前回、一瞬一瞬を大切にする意味をお話しました。
短い時間でも一瞬は無限にある、と主張しました。

2021/4/25の日本経済新聞朝刊に「一瞬」を話題にしたエッセイがありました。作者はピアニストの仲道郁代氏、タイトルは「一瞬の中の永遠」。
こう書き出しています。
「私は演奏をしていると、曲の中のある一瞬に永遠を感じることがある。それは、一瞬にしか過ぎないのに、音の響の奥に永遠が聞こえてくる」。

私にも好きな曲や旋律はあります。しかしそれに「永遠」を感じるかというとぴんときません。「曲の中のある一瞬に永遠を感じる」とはどういうことでしょうか。
仲道氏によれば、「一瞬の中に、全てが薄皮のように重なっているイメージだ」というのです。さらに「永遠」についてこう述べています。
「音楽は時間とともに流れ行く芸術であり、終わりがあることを知っているものなのに、時間を超える感覚が、永遠とはこのようなものかと感じてしまう世界が、そこには、音楽にはある」。

亡くなった娘が楽しみにしていた仲道氏のコンサートを娘の写真とともに聴きにきたある母親について語ります。その思いに届く演奏ができているか、問い続けることが演奏の原点になっていると言います。ベートーヴェン、シューマン、ショパンなど作曲家が生きたその人生にも思いを巡らせます。
「作曲家の思い、私の思い、受け止めてくださる方の思い。音楽が見せてくれる「永遠」の感覚を感じ、感じている自分、そして、聴いてくださる一人一人の存在を強烈に意識する。生きているということを」。

少し分かった気がします。
演奏者だけでなく、聴く者も思いが重なると一瞬の中に「永遠」を感じるということでしょうか。音楽を聴く機会の少ない私には自体験が思い浮かびませんが、音楽以外の芸術や文学でなら幾度も感じてきたような気がします。
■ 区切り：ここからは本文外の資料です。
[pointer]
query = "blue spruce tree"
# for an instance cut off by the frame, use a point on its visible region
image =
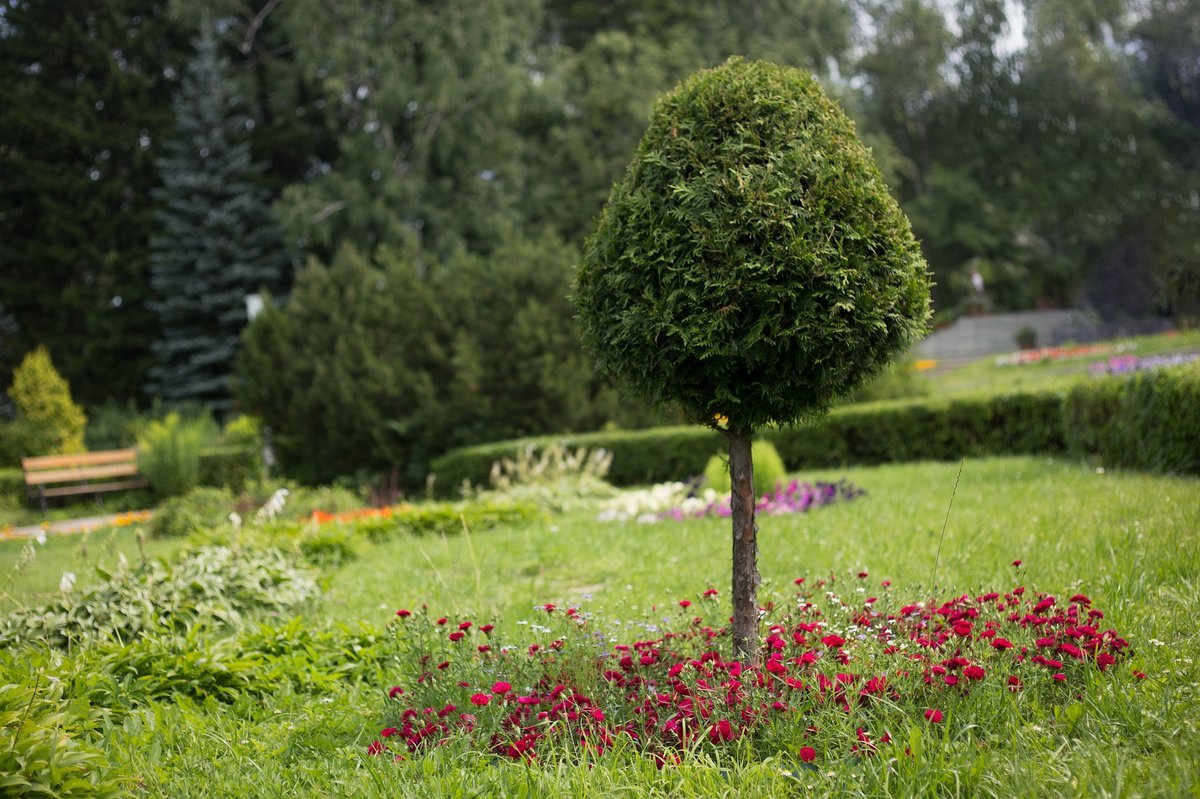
(217, 242)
風景の中、生活の中の一瞬にも「永遠」があったように思えます。

医療現場では、生か死かの問いかけを常に受けます。一瞬が永遠の別れになることがあります。その一方で一瞬のもつ貴重さもあります。

仲道氏は、ベートーヴェン最後のピアノソナタ作品111を取り上げ、エッセイの結びとしています。
「(ベートーヴェンは)永遠の天上界に昇ろうとする。そこは輝かしい響きに包まれた世界だ。けれども、最後の最後で彼は天上界へと架けた梯子(はしご)を降りてくる。人間は素晴らしいのだと。私たちは問い続けなければならないと。そして終わりは新たな始まりであると。だからこそ、稀有(けう)であり貴重なのだと。」

人は、いずれ死にます。
医師としては、自分自身に対しても患者に対しても、「どうせ死ぬのだから」ではなく、「今を生きているのだから」でありたいと思っています。